F. result in the directors of the Company or any relevant Affected Company being in breach of their legal duties to the relevant company or otherwise in their legal or regulatory obligations; and/or

G. not be in the best interests of FMPG or any relevant Affected Company for any other material and demonstrable reason, then FMPG Board, acting through the CEO, may make their reservations in respect of such matter clear to the Shareholder in writing (a "Reservation Notice").

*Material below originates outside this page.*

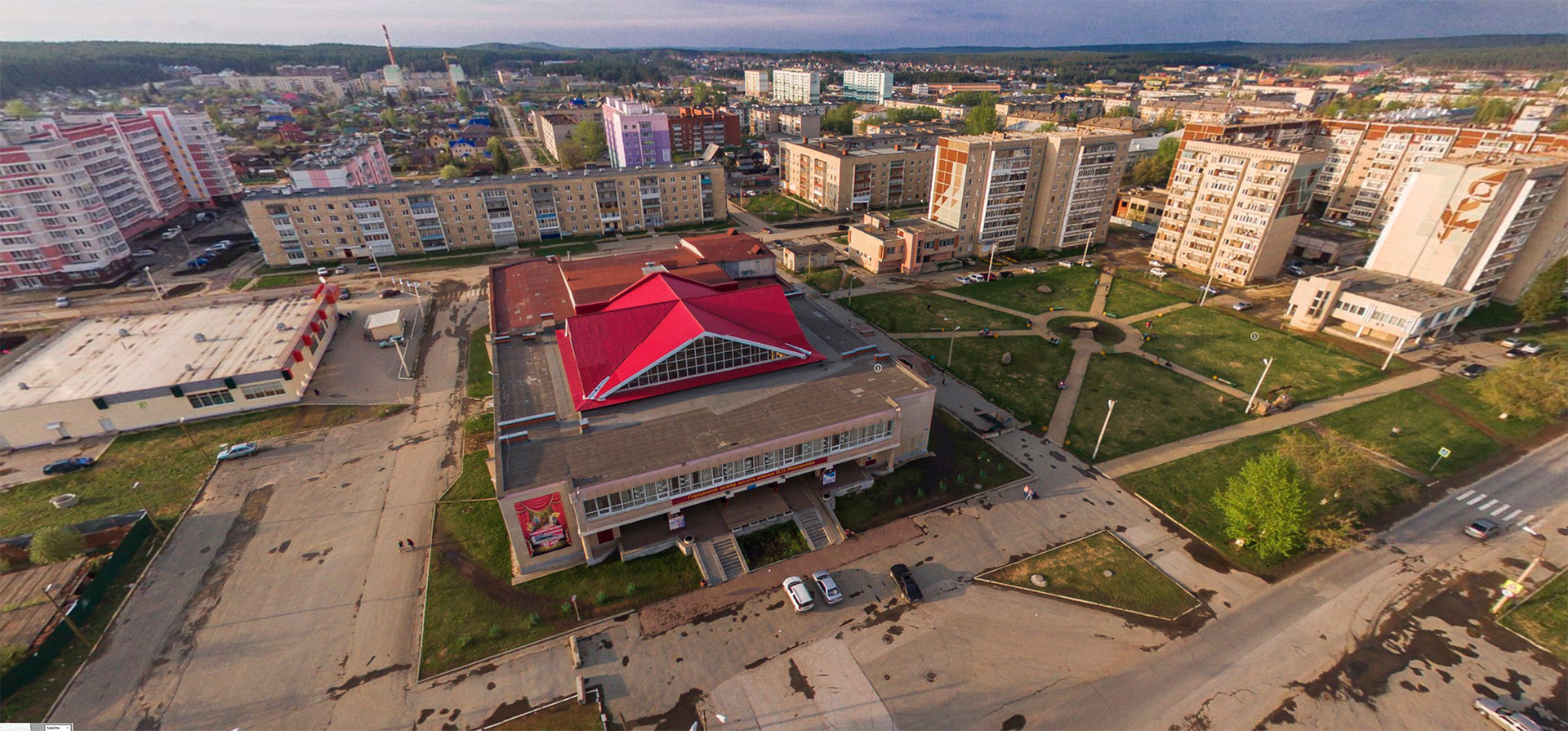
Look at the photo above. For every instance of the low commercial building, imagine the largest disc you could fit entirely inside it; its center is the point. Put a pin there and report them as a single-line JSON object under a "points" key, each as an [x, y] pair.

5. If the Shareholder, after receiving a Reservation Notice, nevertheless instructs FMPG to proceed, or to procure that any Affected Company shall proceed, with the matter the subject of the Reservation Notice (an "Instructed Matter"), then the CEO shall:

A. seek a written instruction to undertake such Instructed Matter from the Shareholder, (a "Written Direction") with any oral instruction from the Shareholder (an "Oral Direction") being confirmed promptly in writing;

B. upon receipt of a Written Direction or an Oral Direction:

C. inform FMPG Board who shall undertake the Instructed Matter or procure that the Instructed Matter shall be undertaken by any relevant Affected Company;

D. copy the Written Direction or any Oral Direction confirmed in writing to the Auditor General for Scotland and the Scottish Parliament, under publication arrangements agreed by the Shareholder;

E. if asked, explain the Shareholder's course of action; and

F. arrange for the existence of the Written Direction or any Oral Direction confirmed in writing to be published (unless the Shareholder has directed in writing to FMPG that the matter must be kept confidential or unless FMPG considers that the matter is confidential).

Exceptions

6. FMPG's Operational and Administrative Independence Principles shall only apply if and to the extent that the activities of FMPG or any Affected Company are:

A. consistent with FMPG Articles;

B. compliant with Subsidy Control Requirements and the other specific requirements imposed upon the FMPG and its Group pursuant to the Framework Document; and

C. notwithstanding the Company Operational and Administrative Independence

Principles, in addition to any matters which are expressly stated to be subject to the prior approval of the Shareholder in the Framework Document or the FMPG Articles, any conduct which is inconsistent with the FMPG Articles (including with respect to the achievement of the FMPG's purposes as stated in the FMPG Objects), the Framework Agreement, or the Subsidy Control Requirements shall require the prior written approval of the Shareholder.